Data are distributed conforming to either the Climate and Forecast (CF) conventions or the Equatorial Pacific Information Collection (EPIC) conventions. Prior to 2021, data were released in both EPIC and CF conventions. Beginning in 2021, most data are released only in the CF-compliant version. Appropriate attributes that link the CF standard names to EPIC codes, when available, are listed in the CF-compliant data to ease the transition from EPIC to CF.

For EPIC-compliant files, the netCDF common data model “grid” data type has four dimensions (time, depth, latitude, longitude). Even though there are four dimensions, five coordinate variables define these dimensions. The time of the observation is encoded as two variables because of historical accuracy problems stemming from the limited number of bits older computers could access. The first time variable ("time") is true Julian Day (May 23, 1968 = 2,440,000); the second time word ("time2") is milliseconds (ms) from 00:00 on that day. The actual time in days may be computed as time + (time2/86,400*1,000) [the conversion uses 86,400 seconds per day and 1,000 milliseconds per second]. The x,y,z spatial coordinates are specified in the longitude, latitude, and depth variables.

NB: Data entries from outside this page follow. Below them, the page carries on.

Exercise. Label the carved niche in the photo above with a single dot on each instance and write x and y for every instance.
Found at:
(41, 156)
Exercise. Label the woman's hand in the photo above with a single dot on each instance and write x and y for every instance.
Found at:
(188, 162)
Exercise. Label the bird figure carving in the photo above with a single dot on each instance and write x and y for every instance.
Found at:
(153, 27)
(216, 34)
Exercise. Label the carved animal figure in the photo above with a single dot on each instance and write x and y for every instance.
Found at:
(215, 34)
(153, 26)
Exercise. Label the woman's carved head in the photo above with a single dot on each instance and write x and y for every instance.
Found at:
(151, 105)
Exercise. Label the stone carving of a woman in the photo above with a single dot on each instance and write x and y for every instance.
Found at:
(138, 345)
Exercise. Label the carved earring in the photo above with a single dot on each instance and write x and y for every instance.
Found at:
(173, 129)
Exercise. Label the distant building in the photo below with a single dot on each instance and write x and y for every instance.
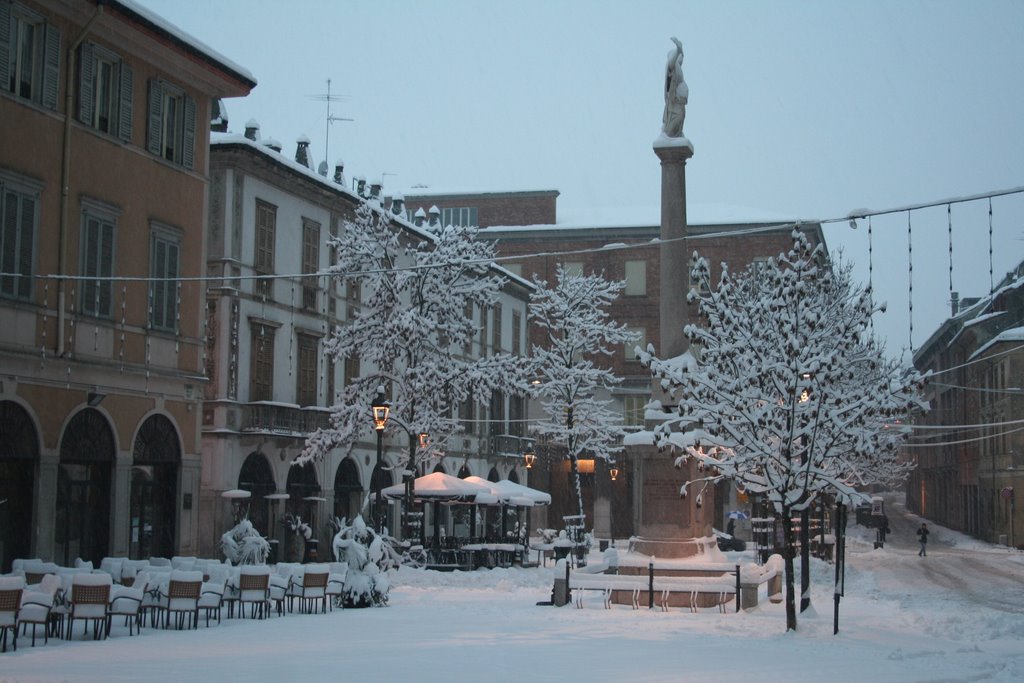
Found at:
(100, 329)
(270, 384)
(617, 244)
(967, 480)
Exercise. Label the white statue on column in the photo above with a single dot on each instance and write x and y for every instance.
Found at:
(676, 93)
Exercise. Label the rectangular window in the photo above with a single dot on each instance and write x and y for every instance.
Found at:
(266, 229)
(497, 414)
(30, 55)
(305, 393)
(351, 369)
(460, 216)
(572, 268)
(96, 265)
(172, 124)
(516, 333)
(629, 348)
(104, 91)
(633, 407)
(310, 262)
(636, 279)
(468, 312)
(165, 267)
(496, 340)
(17, 240)
(261, 370)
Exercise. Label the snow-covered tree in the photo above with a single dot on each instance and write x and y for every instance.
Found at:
(410, 331)
(790, 397)
(578, 332)
(367, 581)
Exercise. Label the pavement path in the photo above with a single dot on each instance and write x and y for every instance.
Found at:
(957, 568)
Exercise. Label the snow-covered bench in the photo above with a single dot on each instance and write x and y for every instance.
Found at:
(668, 591)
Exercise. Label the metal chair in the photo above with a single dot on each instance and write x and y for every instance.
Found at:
(182, 598)
(10, 602)
(90, 594)
(37, 607)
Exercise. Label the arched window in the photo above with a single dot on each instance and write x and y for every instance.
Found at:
(83, 506)
(18, 455)
(257, 477)
(154, 502)
(347, 491)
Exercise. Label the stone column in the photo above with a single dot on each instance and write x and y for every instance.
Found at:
(675, 258)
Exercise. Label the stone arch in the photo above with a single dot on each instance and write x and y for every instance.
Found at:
(256, 476)
(18, 463)
(347, 489)
(88, 451)
(154, 499)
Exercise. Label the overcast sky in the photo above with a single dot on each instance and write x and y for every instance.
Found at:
(808, 110)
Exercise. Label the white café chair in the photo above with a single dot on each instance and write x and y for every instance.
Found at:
(211, 596)
(38, 605)
(10, 602)
(127, 600)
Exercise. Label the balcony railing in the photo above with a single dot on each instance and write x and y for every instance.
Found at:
(283, 418)
(506, 444)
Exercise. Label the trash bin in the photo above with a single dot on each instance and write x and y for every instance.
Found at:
(312, 553)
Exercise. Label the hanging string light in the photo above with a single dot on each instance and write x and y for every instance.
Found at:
(870, 271)
(949, 231)
(909, 264)
(991, 280)
(124, 305)
(46, 307)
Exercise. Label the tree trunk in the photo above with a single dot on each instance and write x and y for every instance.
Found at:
(791, 599)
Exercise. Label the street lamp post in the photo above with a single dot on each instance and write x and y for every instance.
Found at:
(381, 408)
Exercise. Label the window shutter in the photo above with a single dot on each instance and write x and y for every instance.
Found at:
(105, 268)
(25, 247)
(85, 96)
(156, 116)
(188, 143)
(125, 105)
(51, 69)
(4, 44)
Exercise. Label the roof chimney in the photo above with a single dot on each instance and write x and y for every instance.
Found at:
(302, 152)
(252, 129)
(218, 116)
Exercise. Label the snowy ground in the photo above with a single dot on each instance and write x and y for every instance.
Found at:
(955, 615)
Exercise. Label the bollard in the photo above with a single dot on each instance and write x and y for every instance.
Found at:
(650, 584)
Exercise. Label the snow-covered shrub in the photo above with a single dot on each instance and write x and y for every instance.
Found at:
(367, 583)
(244, 545)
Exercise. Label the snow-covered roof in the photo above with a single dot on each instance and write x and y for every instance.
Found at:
(183, 39)
(1011, 335)
(263, 147)
(650, 216)
(422, 190)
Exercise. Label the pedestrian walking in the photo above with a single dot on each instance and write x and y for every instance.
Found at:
(923, 538)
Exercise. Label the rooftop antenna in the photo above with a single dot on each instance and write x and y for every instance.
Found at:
(328, 97)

In CF-compliant files, two feature types are used: “timeSeries” for data acquired at one depth and “timeSeriesProfile” for data acquired at many depths. The time of the observation is encoded as a single time variable that is used as a dimension. The units are given in the form “{units} since {datetime}”; for example, “seconds since 1992-10-8 15:15:42.5 +0:00” in the Gregorian calendar. A z dimension exists only if the data have multiple depths, such as velocity data from profiling current meters. The elevation of the sensor head is contained in the “sensor_depth” attribute of each variable, and the x,y coordinates are provided in the “latitude” and “longitude” variables. CF files may retain the EPIC variable names, and where available, a “standard_name” attribute is added to the variable attributes containing the equivalent CF name. For instance, in a CF compliant file, the “u_1205” variable name comes from the EPIC vocabulary, and it has a “standard_name” attribute of “eastward_seawater_velocity.”